As marchas convocadas para esta terça-feira, em várias províncias da África do Sul, contra a imigração ilegal decorreram, em grande parte, de forma pacífica, sem registo de incidentes graves, saques ou actos de vandalismo, segundo informações avançadas pelo portal sul-africano News24.
No Cabo Oriental, o comissário provincial da Polícia, tenente-general Vuyisile Ncata, afirmou que não foram reportados incidentes relacionados com danos materiais ou saques durante a manhã. Segundo o responsável, as forças policiais encontravam-se totalmente preparadas para monitorizar os protestos em toda a província.
Na Cidade do Cabo, as autoridades municipais indicaram igualmente que a situação permanecia calma. A Polícia Metropolitana acompanhava apenas pequenas concentrações de manifestantes em Bloekombos e na Grand Parade, além de uma tentativa isolada de saque numa loja em Gugulethu.
Em Mitchells Plain, uma das áreas apontadas como potencial foco de tensão, o ambiente manteve-se tranquilo, embora vários estabelecimentos pertencentes a estrangeiros tenham permanecido encerrados por precaução. A polícia reforçou a sua presença e efectuou patrulhas regulares na região.
Em Daveyton, no município de Ekurhuleni, um grupo de manifestantes concentrou-se diante de uma residência onde alegadamente se encontrava escondido o proprietário de uma mercearia. Os participantes tentaram abrir a porta da garagem, mas não conseguiram aceder ao imóvel.
Entretanto, em Soweto, os organizadores da marcha realizada no Parque Thokoza apelaram aos partidos políticos para que não distribuíssem camisetas nem material de propaganda durante a manifestação.
“Esta marcha não tem a ver com política. Tem a ver com a África do Sul”, declararam os organizadores.
IMIGRANTES PROCURAM APOIO JUNTO DOS CONSULADOS
Enquanto decorriam os protestos, dezenas de cidadãos estrangeiros procuravam assistência junto dos seus consulados. Em Bedfordview, diante do Consulado do Zimbabwe, homens, mulheres e crianças passaram a noite ao relento à espera de transporte para regressarem ao seu país.
Equipas do Exército da Salvação prestaram assistência humanitária aos migrantes, distribuindo alimentos e apoio básico.

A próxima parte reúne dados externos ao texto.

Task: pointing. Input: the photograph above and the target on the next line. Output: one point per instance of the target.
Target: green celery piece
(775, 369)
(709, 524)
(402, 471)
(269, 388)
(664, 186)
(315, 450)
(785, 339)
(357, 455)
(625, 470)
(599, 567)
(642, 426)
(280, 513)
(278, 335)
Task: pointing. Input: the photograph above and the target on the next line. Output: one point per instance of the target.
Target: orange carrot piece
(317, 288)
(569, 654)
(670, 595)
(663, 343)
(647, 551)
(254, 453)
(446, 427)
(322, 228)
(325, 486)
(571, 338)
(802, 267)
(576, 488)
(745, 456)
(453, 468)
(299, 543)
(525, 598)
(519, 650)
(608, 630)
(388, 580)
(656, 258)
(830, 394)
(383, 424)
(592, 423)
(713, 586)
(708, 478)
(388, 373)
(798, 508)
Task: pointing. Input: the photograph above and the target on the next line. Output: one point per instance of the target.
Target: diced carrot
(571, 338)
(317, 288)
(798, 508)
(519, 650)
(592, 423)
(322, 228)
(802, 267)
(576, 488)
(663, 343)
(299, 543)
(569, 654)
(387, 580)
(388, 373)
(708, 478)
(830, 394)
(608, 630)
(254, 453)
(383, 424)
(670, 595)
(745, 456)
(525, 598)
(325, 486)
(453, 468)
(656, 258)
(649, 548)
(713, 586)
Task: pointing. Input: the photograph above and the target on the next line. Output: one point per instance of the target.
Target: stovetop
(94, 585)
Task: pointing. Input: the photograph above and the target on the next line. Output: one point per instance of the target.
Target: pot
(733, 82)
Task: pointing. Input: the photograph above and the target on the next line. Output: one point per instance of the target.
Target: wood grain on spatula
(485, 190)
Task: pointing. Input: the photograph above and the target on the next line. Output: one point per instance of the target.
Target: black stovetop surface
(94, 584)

Um assistente social da organização relatou as condições difíceis enfrentadas por várias famílias, sobretudo crianças que passaram a noite nas ruas em pleno Inverno.
De acordo com informações recolhidas pela News24, vários autocarros partiram do local transportando cidadãos zimbabweanos em direcção à fronteira de Beitbridge.
Entre os que aguardavam transporte encontrava-se um cidadão do Malawi, residente há sete anos na África do Sul, que afirmou ter sido obrigado a abandonar a sua residência pelo proprietário do imóvel.
“Foi muito difícil porque todos os meus pertences ficaram lá. Não esperava que as coisas acontecessem desta forma. Agora vou regressar ao meu país e tentar reconstruir a minha vida”, declarou.
LÍDERES DA MARCHA REUNIRAM-SE COM RAMAPHOSA
Segundo a News24, os líderes associados ao movimento que promoveu as manifestações reuniram-se, na noite de domingo, com o Presidente sul-africano, Cyril Ramaphosa, antes da realização dos protestos.
Durante o encontro, o Chefe de Estado terá apelado para que as manifestações decorressem de forma pacífica e dentro da legalidade. A Presidência sul-africana indicou que os representantes do movimento garantiram que os protestos seriam conduzidos de forma ordeira.
Apesar do ambiente geralmente pacífico registado ao longo do dia, jornalistas locais observaram que alguns participantes entoavam cânticos contendo expressões depreciativas dirigidas a cidadãos estrangeiros, enquanto defendiam a saída de imigrantes indocumentados do país.
Um dos organizadores, Lindokwakhe Mkhize, mostrou-se satisfeito com o comportamento dos manifestantes.
“O nosso povo ouviu. Fizeram exactamente aquilo que pedimos, de forma ordeira e respeitosa, do princípio ao fim”, afirmou.
As manifestações ocorrem num contexto de crescente debate sobre imigração, desemprego e criminalidade na África do Sul, temas que têm alimentado tensões sociais e provocado preocupação entre comunidades migrantes e organizações de direitos humanos.